De notre correspondante
à New York
La maladie cœliaque, ou intolérance au gluten, est une maladie auto-immune de l'intestin grêle. Elle est provoquée par l'ingestion des protéines du gluten, qui provient de sources alimentaires très répandues comme le blé, le seigle, et l'orge. Chez des individus génétiquement susceptibles, HLA-DQ2, l'exposition intestinale au gluten induit une réponse inflammatoire, laquelle entraîne une destruction des structures villeuses de l'intestin.
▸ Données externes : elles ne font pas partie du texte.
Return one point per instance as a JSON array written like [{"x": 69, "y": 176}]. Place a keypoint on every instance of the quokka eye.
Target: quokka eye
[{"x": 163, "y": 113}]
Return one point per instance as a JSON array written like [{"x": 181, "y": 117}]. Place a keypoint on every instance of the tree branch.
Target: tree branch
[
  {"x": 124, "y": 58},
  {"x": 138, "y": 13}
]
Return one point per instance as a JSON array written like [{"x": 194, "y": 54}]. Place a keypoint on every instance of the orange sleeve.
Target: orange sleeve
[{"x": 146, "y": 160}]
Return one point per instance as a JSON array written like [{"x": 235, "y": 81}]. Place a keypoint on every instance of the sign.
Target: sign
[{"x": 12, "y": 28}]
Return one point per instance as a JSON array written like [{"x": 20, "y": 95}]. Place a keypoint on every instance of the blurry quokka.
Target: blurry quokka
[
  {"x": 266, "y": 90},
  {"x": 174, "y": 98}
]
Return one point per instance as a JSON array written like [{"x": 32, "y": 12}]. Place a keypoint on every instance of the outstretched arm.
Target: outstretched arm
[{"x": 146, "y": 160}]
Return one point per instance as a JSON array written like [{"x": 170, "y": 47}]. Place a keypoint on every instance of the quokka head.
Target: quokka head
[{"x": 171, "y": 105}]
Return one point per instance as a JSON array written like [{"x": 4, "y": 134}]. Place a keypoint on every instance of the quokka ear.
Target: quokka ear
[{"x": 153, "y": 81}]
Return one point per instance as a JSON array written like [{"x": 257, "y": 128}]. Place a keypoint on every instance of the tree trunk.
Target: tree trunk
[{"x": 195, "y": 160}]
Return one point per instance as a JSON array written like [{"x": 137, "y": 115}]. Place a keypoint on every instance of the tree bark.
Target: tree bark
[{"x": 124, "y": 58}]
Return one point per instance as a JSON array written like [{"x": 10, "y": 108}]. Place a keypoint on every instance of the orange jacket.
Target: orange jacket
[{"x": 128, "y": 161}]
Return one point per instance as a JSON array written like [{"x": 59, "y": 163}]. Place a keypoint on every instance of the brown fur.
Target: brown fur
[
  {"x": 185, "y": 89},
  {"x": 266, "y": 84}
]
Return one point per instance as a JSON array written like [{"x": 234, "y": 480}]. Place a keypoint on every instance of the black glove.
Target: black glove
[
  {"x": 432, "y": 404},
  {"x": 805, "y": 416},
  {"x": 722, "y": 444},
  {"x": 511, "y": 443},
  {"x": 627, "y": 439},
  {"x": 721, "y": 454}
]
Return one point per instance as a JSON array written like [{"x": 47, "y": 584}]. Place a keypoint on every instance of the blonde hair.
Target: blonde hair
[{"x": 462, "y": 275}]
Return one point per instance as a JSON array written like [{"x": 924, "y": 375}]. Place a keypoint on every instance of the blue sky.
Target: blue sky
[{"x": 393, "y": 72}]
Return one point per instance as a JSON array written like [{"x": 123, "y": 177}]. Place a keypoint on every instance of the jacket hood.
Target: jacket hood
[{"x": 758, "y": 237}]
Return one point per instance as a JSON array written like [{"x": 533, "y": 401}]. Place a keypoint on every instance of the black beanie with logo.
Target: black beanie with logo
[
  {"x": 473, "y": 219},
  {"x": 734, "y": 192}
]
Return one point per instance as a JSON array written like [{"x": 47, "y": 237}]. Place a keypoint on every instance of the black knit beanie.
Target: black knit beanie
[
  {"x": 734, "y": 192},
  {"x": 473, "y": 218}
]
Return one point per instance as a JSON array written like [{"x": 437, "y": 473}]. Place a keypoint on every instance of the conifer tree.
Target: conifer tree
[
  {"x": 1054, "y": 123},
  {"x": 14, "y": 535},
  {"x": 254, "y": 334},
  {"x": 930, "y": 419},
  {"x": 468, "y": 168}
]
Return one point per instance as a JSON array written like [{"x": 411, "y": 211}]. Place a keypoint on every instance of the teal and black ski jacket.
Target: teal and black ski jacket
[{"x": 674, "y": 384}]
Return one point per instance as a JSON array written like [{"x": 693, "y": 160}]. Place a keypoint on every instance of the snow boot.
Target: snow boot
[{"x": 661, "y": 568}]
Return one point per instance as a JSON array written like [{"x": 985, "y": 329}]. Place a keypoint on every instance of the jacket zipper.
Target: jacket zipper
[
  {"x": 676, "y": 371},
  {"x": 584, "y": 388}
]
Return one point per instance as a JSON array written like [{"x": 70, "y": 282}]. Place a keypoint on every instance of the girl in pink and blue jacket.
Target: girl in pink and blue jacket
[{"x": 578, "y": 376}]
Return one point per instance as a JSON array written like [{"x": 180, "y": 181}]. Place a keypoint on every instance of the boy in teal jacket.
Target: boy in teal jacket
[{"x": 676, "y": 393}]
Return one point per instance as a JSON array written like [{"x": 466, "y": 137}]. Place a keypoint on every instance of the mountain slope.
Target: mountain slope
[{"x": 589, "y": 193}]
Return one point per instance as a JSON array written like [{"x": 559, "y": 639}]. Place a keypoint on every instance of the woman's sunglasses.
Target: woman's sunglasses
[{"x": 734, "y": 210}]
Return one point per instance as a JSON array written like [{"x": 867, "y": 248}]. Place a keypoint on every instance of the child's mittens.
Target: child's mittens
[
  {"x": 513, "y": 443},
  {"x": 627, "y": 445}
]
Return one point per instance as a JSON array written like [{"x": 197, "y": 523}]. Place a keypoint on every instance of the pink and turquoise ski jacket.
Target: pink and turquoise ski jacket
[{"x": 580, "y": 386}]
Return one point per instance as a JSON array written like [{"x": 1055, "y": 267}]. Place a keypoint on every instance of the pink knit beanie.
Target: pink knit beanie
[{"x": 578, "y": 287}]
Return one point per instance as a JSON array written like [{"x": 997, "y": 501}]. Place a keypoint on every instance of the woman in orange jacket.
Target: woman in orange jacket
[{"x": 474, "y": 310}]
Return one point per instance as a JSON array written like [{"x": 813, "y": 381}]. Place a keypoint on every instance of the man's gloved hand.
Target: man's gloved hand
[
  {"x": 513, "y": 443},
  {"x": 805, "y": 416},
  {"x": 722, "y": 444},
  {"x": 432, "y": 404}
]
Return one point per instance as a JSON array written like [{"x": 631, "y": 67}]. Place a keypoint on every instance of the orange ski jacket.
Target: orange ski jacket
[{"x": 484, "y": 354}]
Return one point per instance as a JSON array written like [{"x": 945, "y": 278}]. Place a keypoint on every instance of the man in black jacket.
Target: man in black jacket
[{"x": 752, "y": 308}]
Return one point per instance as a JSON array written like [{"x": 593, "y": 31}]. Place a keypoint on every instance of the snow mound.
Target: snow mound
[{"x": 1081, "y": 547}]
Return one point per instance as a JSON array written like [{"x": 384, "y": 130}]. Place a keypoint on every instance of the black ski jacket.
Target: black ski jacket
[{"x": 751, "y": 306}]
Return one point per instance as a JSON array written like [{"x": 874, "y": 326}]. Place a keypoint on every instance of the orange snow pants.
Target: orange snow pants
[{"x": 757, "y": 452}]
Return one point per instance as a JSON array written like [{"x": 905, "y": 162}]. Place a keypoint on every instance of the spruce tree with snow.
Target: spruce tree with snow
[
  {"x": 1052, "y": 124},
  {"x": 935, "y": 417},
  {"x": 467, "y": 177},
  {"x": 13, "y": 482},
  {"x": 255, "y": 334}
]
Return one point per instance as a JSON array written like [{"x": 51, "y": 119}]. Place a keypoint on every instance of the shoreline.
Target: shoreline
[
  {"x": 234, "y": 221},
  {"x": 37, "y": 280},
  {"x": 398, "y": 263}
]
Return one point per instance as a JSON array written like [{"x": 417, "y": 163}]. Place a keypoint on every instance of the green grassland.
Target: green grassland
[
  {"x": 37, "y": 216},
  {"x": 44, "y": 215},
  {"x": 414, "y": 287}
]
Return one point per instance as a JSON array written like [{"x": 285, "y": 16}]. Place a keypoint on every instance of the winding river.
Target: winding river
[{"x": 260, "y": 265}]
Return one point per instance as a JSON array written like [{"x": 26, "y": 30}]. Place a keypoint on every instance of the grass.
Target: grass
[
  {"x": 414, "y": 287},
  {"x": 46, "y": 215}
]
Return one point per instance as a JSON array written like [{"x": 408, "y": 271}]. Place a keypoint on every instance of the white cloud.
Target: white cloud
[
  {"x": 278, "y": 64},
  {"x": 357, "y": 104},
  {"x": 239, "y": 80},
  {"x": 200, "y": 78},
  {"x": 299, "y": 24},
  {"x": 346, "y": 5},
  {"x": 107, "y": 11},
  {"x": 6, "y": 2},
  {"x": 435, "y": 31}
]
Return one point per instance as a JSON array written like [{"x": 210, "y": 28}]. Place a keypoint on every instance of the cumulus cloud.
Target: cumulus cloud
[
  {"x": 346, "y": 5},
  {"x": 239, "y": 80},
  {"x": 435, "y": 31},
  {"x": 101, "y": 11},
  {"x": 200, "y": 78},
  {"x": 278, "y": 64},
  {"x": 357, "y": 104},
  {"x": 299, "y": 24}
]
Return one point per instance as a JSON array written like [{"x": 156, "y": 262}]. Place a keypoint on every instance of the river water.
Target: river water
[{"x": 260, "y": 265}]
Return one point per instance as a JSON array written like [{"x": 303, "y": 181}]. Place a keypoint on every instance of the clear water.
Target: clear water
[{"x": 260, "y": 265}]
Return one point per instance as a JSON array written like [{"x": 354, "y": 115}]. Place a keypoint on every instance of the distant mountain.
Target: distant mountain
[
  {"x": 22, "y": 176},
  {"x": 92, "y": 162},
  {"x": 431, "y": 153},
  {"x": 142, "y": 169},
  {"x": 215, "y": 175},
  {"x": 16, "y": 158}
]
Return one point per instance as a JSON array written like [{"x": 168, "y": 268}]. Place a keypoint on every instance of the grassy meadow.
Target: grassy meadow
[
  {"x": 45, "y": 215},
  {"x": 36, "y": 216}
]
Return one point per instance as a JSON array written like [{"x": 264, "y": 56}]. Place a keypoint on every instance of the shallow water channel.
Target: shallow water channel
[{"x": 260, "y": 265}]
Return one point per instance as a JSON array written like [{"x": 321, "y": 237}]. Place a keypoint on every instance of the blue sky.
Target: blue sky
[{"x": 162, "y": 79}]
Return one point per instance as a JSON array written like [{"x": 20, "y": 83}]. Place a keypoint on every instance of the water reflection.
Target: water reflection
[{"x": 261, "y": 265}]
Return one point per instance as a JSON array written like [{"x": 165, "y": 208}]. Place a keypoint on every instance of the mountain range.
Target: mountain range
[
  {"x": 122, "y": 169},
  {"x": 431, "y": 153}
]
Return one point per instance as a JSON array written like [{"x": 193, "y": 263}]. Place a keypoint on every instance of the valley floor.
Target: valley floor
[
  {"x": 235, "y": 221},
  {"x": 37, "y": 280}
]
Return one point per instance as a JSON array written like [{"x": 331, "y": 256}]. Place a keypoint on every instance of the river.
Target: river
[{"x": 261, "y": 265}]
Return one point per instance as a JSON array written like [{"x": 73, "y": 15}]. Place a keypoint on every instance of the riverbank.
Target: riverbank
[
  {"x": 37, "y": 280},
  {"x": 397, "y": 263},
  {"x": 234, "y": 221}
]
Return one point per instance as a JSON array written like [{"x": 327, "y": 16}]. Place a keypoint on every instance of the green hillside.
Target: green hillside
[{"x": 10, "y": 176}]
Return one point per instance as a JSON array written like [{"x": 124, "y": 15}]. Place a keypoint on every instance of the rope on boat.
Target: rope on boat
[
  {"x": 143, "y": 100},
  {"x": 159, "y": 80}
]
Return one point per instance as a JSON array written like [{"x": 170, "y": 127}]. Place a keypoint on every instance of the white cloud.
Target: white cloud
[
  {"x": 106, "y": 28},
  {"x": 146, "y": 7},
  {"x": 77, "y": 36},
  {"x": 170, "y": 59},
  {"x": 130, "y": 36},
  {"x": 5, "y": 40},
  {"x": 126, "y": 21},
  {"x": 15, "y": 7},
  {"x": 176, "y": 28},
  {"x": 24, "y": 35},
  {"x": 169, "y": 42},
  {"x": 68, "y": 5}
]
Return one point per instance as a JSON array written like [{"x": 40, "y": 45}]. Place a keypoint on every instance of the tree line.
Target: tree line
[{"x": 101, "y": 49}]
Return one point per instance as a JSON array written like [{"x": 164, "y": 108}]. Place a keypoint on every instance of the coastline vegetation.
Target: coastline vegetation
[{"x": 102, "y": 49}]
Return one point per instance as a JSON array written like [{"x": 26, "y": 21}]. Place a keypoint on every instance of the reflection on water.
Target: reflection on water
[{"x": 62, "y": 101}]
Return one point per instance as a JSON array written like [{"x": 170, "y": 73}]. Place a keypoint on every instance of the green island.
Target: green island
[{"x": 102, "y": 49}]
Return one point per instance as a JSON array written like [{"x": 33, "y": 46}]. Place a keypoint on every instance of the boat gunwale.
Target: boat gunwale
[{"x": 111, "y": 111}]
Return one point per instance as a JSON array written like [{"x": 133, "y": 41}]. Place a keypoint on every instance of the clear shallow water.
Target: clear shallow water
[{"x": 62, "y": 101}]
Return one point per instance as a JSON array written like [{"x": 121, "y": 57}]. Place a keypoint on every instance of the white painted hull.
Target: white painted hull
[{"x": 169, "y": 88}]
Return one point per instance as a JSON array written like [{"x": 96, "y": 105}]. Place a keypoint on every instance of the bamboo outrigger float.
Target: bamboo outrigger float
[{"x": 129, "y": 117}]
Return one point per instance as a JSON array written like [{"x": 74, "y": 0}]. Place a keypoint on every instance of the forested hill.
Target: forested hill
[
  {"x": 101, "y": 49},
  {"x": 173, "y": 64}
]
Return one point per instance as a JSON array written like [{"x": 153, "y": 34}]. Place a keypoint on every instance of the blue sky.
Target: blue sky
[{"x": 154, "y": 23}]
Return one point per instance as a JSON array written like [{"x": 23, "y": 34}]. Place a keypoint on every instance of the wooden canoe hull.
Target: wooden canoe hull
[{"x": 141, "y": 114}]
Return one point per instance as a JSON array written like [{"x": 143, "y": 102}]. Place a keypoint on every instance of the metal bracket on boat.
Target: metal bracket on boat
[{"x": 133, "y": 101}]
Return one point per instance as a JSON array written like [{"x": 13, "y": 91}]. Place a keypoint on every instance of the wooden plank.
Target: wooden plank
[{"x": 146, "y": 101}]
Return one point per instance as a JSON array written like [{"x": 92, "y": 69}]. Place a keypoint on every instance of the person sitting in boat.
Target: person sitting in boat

Les patients ont des auto-anticorps muqueux dirigés contre une enzyme, la transglutaminase tissulaire.
Diarrhée, malabsorption
La maladie apparaît souvent dans la jeune enfance, se manifestant par une diarrhée chronique, une distension abdominale, et un défaut de croissance, mais elle peut aussi se développer plus tard, avec des symptômes de fatigue, une diarrhée, une perte de poids par malabsorption, une anémie et des symptômes neurologiques. Sans traitement, elle est associée à une morbidité et à une mortalité accrues.
Malgré la grande fréquence de cette intolérance au gluten, touchant plus de 1 personne sur 200, le seul traitement efficace reste l'adhésion au régime strict sans gluten. « Si l'on vous diagnostique une maladie cœliaque, le médecin vous adresse généralement à un diététicien. Celui-ci vous donne un livre, épais comme l'annuaire téléphonique de New York, qui énumère toutes les choses que vous ne pouvez pas manger. Et si vous allez dans une épicerie avec ce livre, il vous dira que vous ne pouvez pas acheter 90 % des aliments du magasin », explique dans un communiqué le Dr Chaitan Khosla, de l'université de Stanford, qui a dirigé l'étude.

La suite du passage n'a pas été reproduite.